As part of the study, researchers took hundreds of swabs of various parts of the eye, including the eye conjunctiva, as well as along the skin directly beneath the eye. Both swabs and used contact lenses were then subjected to genetic analysis in the lab to determine which bacteria were present.
While the bacterial composition in the eye of contact lens wearers more closely resembled that of the skin, some 5,245 distinct bacterial strains and subtypes were identified in the eye conjunctiva of lens wearers, and 5,592 strains were identified in the eyes of non-lens wearers. A similar but different composition of 2,133 strains and subtypes were identified in the skin directly beneath the eye of those with contact lenses, while 3,849 distinct bacteria were identified in non-lens wearers.

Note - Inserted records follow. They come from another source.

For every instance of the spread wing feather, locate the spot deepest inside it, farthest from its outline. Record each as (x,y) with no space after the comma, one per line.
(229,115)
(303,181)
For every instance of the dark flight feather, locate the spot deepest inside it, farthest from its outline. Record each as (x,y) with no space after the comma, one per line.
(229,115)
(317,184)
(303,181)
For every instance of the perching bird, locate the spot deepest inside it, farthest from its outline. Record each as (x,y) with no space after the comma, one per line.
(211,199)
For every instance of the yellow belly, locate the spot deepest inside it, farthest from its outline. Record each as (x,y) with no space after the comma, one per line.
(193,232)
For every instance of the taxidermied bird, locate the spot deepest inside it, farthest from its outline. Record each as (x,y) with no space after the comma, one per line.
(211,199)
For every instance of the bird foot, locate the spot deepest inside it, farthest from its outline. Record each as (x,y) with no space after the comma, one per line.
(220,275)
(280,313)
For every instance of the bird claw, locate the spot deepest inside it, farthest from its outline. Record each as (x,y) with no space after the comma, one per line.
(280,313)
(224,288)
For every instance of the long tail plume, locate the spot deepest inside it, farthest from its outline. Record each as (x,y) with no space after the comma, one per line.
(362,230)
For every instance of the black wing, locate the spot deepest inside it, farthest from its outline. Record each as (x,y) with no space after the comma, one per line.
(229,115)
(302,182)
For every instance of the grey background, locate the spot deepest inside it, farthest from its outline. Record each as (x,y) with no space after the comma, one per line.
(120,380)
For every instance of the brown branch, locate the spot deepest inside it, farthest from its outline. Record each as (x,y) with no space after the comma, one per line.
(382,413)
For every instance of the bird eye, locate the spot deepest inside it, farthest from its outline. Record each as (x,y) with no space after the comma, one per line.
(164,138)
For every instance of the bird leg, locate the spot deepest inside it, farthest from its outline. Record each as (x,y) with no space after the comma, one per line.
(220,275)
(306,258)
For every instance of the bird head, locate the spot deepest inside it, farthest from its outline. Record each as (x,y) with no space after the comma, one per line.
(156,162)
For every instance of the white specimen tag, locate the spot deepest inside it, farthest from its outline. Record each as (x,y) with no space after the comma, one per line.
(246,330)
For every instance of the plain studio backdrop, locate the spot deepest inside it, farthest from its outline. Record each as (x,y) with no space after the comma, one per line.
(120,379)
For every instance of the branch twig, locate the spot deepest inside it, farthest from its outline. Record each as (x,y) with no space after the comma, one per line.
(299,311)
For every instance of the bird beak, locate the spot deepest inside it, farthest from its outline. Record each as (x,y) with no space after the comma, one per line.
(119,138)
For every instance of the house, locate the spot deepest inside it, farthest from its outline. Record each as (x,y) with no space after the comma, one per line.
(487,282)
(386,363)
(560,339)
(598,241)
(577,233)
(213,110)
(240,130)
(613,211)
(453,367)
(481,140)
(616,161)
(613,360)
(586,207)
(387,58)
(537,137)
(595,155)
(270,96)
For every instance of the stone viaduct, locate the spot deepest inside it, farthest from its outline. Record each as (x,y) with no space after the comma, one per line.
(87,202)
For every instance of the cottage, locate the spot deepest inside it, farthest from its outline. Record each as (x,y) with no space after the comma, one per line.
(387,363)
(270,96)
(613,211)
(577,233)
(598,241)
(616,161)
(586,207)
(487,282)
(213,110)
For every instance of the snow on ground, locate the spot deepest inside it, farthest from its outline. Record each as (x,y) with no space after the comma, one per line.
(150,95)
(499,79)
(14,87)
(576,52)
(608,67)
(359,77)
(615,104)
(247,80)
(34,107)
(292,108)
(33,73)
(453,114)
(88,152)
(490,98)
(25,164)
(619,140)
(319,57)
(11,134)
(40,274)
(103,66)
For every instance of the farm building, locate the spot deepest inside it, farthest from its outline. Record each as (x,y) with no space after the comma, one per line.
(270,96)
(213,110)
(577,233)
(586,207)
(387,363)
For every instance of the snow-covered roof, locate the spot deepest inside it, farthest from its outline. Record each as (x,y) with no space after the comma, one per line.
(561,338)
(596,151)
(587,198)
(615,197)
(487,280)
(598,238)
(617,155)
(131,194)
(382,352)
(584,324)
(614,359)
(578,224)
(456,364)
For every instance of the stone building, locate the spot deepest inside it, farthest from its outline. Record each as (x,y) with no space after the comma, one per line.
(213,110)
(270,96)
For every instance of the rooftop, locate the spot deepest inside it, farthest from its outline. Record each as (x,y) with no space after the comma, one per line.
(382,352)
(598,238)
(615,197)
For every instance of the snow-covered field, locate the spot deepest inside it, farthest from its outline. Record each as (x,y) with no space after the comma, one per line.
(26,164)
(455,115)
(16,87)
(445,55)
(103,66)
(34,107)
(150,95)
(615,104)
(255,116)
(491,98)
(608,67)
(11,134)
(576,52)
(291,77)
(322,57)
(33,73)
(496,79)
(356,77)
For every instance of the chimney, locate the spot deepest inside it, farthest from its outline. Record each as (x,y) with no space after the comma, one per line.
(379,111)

Surprisingly, researchers say, more Staphylococcus bacteria, which are linked to eye infections and more prominent on the skin - were found in the eyes of non-lens wearers, and researchers do not yet have an explanation for the disparity. Estimates vary, but many cases of potentially scarring bacterial keratitis, or eye inflammation, as well as conjunctival infections occur in contact lens wearers.